The HPLC-purified proteins were screened for their ability to induce a DTH reaction in mice sensitized earlier with a sublethal dose (0.5×LD₅₀) of Salmonella serovar Typhimurium. The footpad swelling was measured at 3, 6, 24, 48, and 72 h postinjection. Various patterns of swelling were seen in animals injected with different proteins (Fig. 8). The injection of both purified proteins into mice initially induced significant footpad swelling (1.61 mm and 2.89 mm) after 3 h of administration, which further increased at 6 h (2.98 mm and 3.7 mm). However, the response induced by the protein P^49B immunization quickly began to decrease, and at 24 h the swelling induced by P^49B was only 0.9 mm. On the other hand, the footpad swelling in animals immunized with P^49A continued to increase and was 4.3 mm at 24 h and 3.39 mm at 48 h. This swelling subsided to a value of 0.08 mm at 72 h. The results confirmed that only protein P^49A was effective in inducing a DTH response in immunized animals.
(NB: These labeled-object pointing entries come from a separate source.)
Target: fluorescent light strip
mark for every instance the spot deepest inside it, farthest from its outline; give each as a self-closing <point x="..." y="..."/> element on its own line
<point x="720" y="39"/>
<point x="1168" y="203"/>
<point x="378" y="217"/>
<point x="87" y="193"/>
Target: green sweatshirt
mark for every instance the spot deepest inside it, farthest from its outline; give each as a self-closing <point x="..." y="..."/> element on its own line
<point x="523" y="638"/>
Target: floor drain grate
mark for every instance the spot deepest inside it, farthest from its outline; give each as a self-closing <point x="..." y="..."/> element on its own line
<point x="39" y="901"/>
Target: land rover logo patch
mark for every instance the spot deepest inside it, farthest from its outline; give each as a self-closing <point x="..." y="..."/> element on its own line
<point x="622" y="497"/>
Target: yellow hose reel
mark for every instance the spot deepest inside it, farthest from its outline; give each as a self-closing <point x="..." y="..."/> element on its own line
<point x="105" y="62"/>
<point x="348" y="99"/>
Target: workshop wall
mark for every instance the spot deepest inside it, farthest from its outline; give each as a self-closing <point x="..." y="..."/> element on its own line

FIG. 8. — DTH response induced upon injection of the two 49-kDa OMPs purified by HPLC. The values plotted were obtained after subtracting the values of footpad swelling induced in saline-injected feet.

Humoral response.

The immunodiffusion experiment showed that P^49A evoked a significant humoral response in rats and mice (data not shown), and the serum of immunized animals reacted with the protein. Figure 9 shows the results of the experiment to check the protective nature of anti-P^49A antibodies. Wells 1A, 2A, and 3A had the Salmonella serovar Typhi culture, and wells 1B, 2B, and 3B had E. coli cells. To wells 1A, 1B, 2A, and 2B the serum (1:10 dilution) from animals immunized with P⁴⁹ was added, while wells 3A and 3B received the serum from unimmunized animals. It was found that serum from immunized animals was able to agglutinate Salmonella serovar Typhi (wells 1A and 1B) but not E. coli (wells 1B and 2B). The serum from unimmunized animals did not show any agglutination of either Salmonella serovar Typhi (well 3A) or E. coli (well 3B).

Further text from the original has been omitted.